Cities are facing more challenges than ever before, as expanding populations put stress on transportation systems, social services, energy infrastructure and other vital aspects of daily life. To tackle these obstacles, public and private sector leaders are turning to innovation to offer solutions that can make cities more efficient and effective for their residents.
At the Smart Cities Connect Conference and Expo in Austin, TX, this week, leaders from cities across the globe joined together with private companies, nonprofits and researchers to discuss the rapidly evolving world of so-called smart cities. However, the definition of a smart city is far from absolute, as everyone seemed to offer a different take on the concept.

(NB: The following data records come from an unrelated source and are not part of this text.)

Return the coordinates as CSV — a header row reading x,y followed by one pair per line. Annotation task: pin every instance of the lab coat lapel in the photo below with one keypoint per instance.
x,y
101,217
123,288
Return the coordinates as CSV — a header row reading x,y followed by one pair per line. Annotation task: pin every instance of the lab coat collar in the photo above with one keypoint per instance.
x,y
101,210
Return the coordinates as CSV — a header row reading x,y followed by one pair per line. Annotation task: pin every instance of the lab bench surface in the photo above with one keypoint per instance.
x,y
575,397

We gathered insights from eight industry leaders — through panels and interviews — on how to define the concept of a smart city. Do you have a different definition to share? Let us know.
"The smart city is a city that anticipates future need in a really elegant way. And elegant means taking a look at the confluence of function, resilience, sustainability, wellness — it’s all of it. Even though 'smart' seems to be synonymous with technology, it certainly goes way beyond the technology. What does it accomplish, and how does it improve the lives of the citizens?"
— Elizabeth Heider, Chief Sustainability Officer, Skanska USA
"I know this will not make me popular, but my definition of a smart city is a city where the majority of adults know the basics of science and math. If you don't have that, you can't have a discussion with the population. But I know that's not what they're talking about at this conference. 'Smart cities' is probably a bundle of technology that can help us get more data and make decisions that also might help us respond more quickly to situations. Beyond that, I look quickly past that term to see if it's actually something we can use."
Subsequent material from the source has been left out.